La tormenta infinita: un mundo cubierto de nieve.

La nevada era espantosa. Los caminos estaban bloqueados — imposible caminar o transitar en coche. La puerta del portal no se abría: completamente sepultada bajo tres metros de nieve, ni siquiera podía despejarse. Al fin y al cabo, no era una ciudad del norte, y las casas no estaban preparadas para tales caprichos de la naturaleza. En fin, un auténtico desastre, sin bromas.

Y esa misma noche, el padre de Lucía agonizaba.

Un derrame cerebral. Ni ambulancias ni rescates podían llegar. Solo ella, una joven neuróloga, y un pequeño botiquín casero con medicinas e instrumentos.

Su padre había caído en la cocina, mientras ponía la tetera al fuego. Lucía no vio cómo ocurrió, pero reconocer un ictus era tarea de primer año de carrera. Para ella, identificar una apoplejía fue sencillo. Supo de inmediato que, sin hospital, su padre no aguantaría hasta el amanecer.

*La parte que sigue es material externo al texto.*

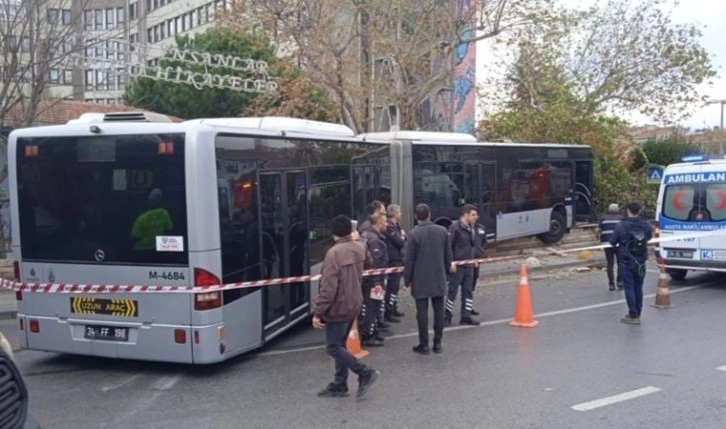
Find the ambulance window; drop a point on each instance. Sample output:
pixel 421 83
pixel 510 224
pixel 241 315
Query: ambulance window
pixel 678 202
pixel 716 201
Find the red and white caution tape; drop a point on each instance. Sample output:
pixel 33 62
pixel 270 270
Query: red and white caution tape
pixel 104 289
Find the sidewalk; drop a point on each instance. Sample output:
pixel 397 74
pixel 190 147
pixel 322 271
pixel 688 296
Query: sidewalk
pixel 489 271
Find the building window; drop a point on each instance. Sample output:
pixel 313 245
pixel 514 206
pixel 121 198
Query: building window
pixel 53 16
pixel 90 83
pixel 109 19
pixel 88 20
pixel 99 19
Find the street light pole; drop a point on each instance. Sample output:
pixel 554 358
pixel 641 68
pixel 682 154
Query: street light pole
pixel 721 134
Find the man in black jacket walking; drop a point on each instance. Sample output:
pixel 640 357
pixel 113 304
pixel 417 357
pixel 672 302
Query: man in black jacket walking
pixel 396 241
pixel 427 261
pixel 463 245
pixel 373 286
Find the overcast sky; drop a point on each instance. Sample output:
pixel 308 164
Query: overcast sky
pixel 711 13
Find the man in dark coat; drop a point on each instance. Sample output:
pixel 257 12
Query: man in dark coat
pixel 337 305
pixel 374 286
pixel 427 262
pixel 631 237
pixel 396 241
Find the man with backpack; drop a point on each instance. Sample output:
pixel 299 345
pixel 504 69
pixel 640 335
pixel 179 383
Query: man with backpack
pixel 631 237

Llamó a todos los números que pudo, incluso a la policía. La respuesta siempre fue la misma: *”Su llamada ha sido registrada. En cuanto sea posible, se enviará ayuda.”*

Nadie vendría. Era evidente. Pero no se perdonaría si no lo intentaba todo. Arrastró a su padre hasta la cama con esfuerzo, mientras él solo gemía, paralizado por completo. Anticoagulantes, no. Entonces, aspirina, seguida de prednisona intravenosa para el edema cerebral. Tomó su presión: baja. Nada de bisoprolol.

Solo quedaba esperar. Lucía actuó como una máquina. Siguiendo protocolos, como en los libros. Sin emociones, solo un vacío interior.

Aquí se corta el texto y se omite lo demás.